Em comunicado, a organização juvenil defende que os jovens continuam a enfrentar problemas de precariedade, baixos salários e falta de perspetivas de futuro, alertando que as medidas propostas agravam ainda mais a situação laboral no país.
Entre as alterações mais contestadas pela JCP está a introdução do banco de horas, que, segundo a estrutura, poderá permitir o aumento do tempo de trabalho sem remuneração adicional. A organização critica ainda o alargamento da duração dos contratos precários até três anos, com possibilidade de renovação por três vezes consecutivas.

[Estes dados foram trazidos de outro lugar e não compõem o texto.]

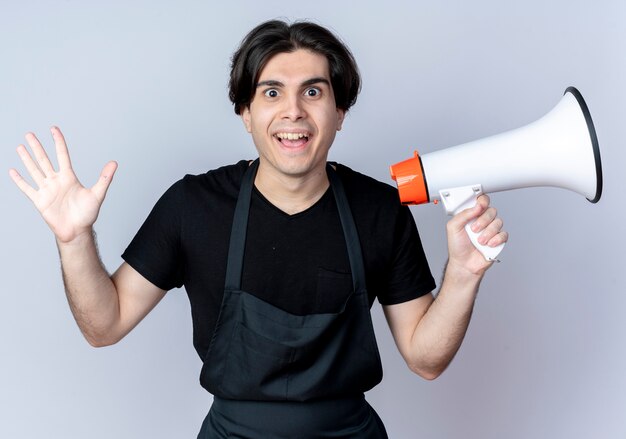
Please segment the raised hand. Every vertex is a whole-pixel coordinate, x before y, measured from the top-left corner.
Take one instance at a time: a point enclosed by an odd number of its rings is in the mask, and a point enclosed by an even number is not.
[[[39,210],[57,240],[68,243],[83,233],[91,233],[91,227],[96,222],[100,206],[117,169],[117,163],[113,161],[107,163],[96,184],[86,188],[78,181],[72,170],[61,130],[52,127],[51,132],[59,171],[54,170],[37,137],[33,133],[28,133],[26,141],[35,159],[24,145],[17,147],[17,153],[38,189],[28,184],[15,169],[10,169],[9,175]]]

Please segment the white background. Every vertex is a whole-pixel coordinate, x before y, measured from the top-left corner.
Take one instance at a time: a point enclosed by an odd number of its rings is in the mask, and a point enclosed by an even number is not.
[[[53,124],[84,184],[117,160],[96,223],[115,270],[169,185],[255,157],[227,99],[229,58],[252,27],[284,17],[328,26],[354,52],[363,91],[331,159],[389,183],[388,165],[415,148],[523,126],[578,87],[600,141],[602,200],[494,194],[510,243],[457,358],[433,382],[412,375],[376,304],[385,379],[368,399],[392,438],[626,438],[624,5],[0,1],[0,437],[195,437],[211,397],[185,292],[118,345],[91,348],[53,236],[6,171],[24,172],[15,147],[27,131],[53,155]],[[412,212],[439,280],[447,217],[441,206]]]

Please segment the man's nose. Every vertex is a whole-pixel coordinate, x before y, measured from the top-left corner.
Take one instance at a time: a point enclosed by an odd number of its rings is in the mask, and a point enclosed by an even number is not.
[[[298,95],[290,96],[285,99],[285,106],[283,108],[283,118],[296,121],[306,117],[306,111],[304,109],[304,103]]]

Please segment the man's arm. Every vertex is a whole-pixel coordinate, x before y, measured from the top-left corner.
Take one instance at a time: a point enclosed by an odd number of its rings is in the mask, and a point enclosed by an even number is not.
[[[67,298],[80,330],[90,344],[105,346],[135,327],[165,291],[127,264],[122,264],[113,276],[106,272],[98,255],[93,224],[117,163],[107,163],[96,184],[85,188],[72,169],[63,134],[56,127],[51,132],[59,171],[54,170],[37,137],[28,133],[32,156],[24,145],[18,146],[17,153],[37,188],[15,169],[10,169],[9,175],[56,237]]]
[[[70,243],[57,241],[63,282],[72,314],[94,347],[120,341],[165,296],[126,262],[109,276],[97,251],[95,234]]]
[[[426,379],[441,375],[461,346],[480,281],[492,265],[469,241],[465,224],[476,218],[472,228],[482,232],[482,244],[496,246],[508,239],[495,209],[488,206],[489,198],[481,196],[476,207],[448,222],[449,259],[436,298],[427,294],[383,307],[398,350],[409,368]]]

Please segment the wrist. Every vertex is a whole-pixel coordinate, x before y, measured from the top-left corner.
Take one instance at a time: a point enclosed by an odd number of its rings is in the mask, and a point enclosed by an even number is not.
[[[76,233],[76,235],[74,235],[71,239],[61,239],[58,236],[55,236],[55,239],[59,248],[76,248],[94,242],[95,237],[96,232],[94,231],[93,227],[88,227]]]
[[[465,265],[456,262],[453,259],[448,260],[443,275],[446,283],[464,286],[478,286],[485,274],[484,270],[479,272],[468,269]]]

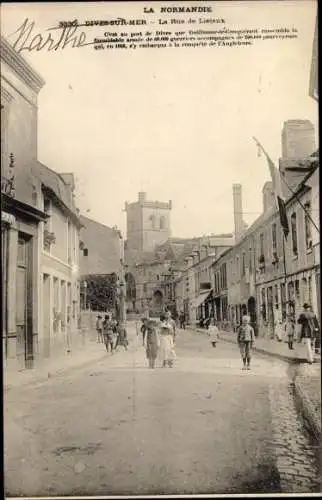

Para a JCP, estas medidas representam um retrocesso nos direitos conquistados pelos trabalhadores ao longo das últimas décadas. A organização sublinha que o pacote integra mais de uma centena de alterações à legislação laboral que considera prejudiciais para os trabalhadores.
Nesse sentido, apela à participação de jovens trabalhadores dos setores público e privado na concentração promovida pela CGTP-IN e pela União dos Sindicatos da Madeira (USAM), agendada para as 11h30 junto à Assembleia Legislativa da Madeira.
A JCP sustenta que a defesa de melhores condições de trabalho e de vida exige uma resposta coletiva, afirmando que a luta pelos direitos laborais e pelo futuro da juventude diz respeito a toda a sociedade.